Organizations now have the means to disclose a complete picture of the waste impacts in their activities, products and services – following the launch of a new reporting standard by GRI, provider of the leading global sustainability standards. The GRI Waste Standard changes how companies measure and understand waste, responding to global concerns about increases in waste generation and the impact on the environment, society and the economy. It encourages companies to prevent waste at source and unlock opportunities for circular business practices.
GRI 306: Waste 2020, which updates previous GRI disclosures on waste, requires organizations to report on waste generated throughout the value chain, and release detailed information on its composition and how it is managed. Developed by a multi-stakeholder group of experts, it is now freely available as part of the GRI Standards.
Tim Mohin, GRI Chief Executive, said: “As the disruption to systems and supply chains caused by COVID-19 has shown, companies need to re-think how they do business if they are to be resilient. The time is right – in fact, overdue – for a shift to more sustainable practices. GRI’s new Waste Standard will enable organizations to critically assess waste generation and be a driver for improvement. This is about fundamentally challenging the perception of waste, from an unwanted residue to a valuable resource. Our Waste Standard supports this by providing universally applicable best practice on managing waste impacts in a way that raises ambition for circularity.”

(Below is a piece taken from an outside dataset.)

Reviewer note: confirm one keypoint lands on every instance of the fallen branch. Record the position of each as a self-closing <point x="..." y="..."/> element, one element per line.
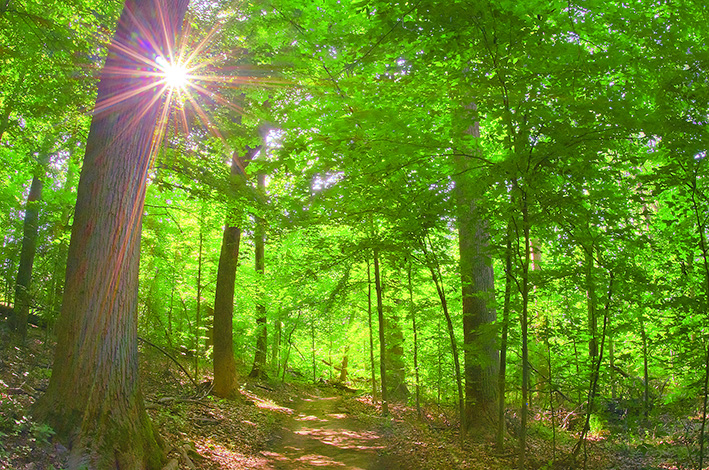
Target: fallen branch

Judy Kuszewski is chair of the Global Sustainability Standards Board – the independent body responsible for developing and implementing the GRI Standards. She said: “This is the disclosure standard that the world needs. It reflects the transition from an outdated ‘take, make, waste’ industrial model to one that that designs out waste and minimizes its impacts. The GRI Waste Standard will help any forward-thinking organization demonstrate to stakeholders – such as communities, customers, investors and governments – that they have a holistic and progressive approach to waste.”
Arne Ragossnig of the International Solid Waste Association (former Managing Director and current Editor-in-Chief of Waste Management and Research) said: “For the first time, the revised GRI Waste Standard allows for indirect waste impacts – upstream and downstream – to be made visible. I am convinced that this broadening of the scope will increase sustainability efforts by reporting businesses, underpinning changes across the value chain with positive effects on how waste is generated and managed.”
Amisha Parekh, Product Manager, Sustainable Finance Solutions at Bloomberg LP, said: “How businesses manage waste matters to investors, who are increasingly factoring sustainability costs and opportunities into their company assessments and demanding better disclosure. This GRI Standard will help companies demonstrate how they are responding to rising investor and consumer awareness of waste-related issues and prioritizing waste and circularity practices throughout their operations and supply chains.”
Piet Klop, Senior Advisor Responsible Investment, PGGM Investments, added: “PGGM welcomes GRI’s work to encourage transparency and standardisation around the impact, both positive and negative, that companies have on the Sustainable Development Goals. The Waste Standard will help us to push for more meaningful disclosure as we seek to direct more of our investments to those companies that provide solutions for the reduction, reuse and recycling of waste – as set out in SDG12.”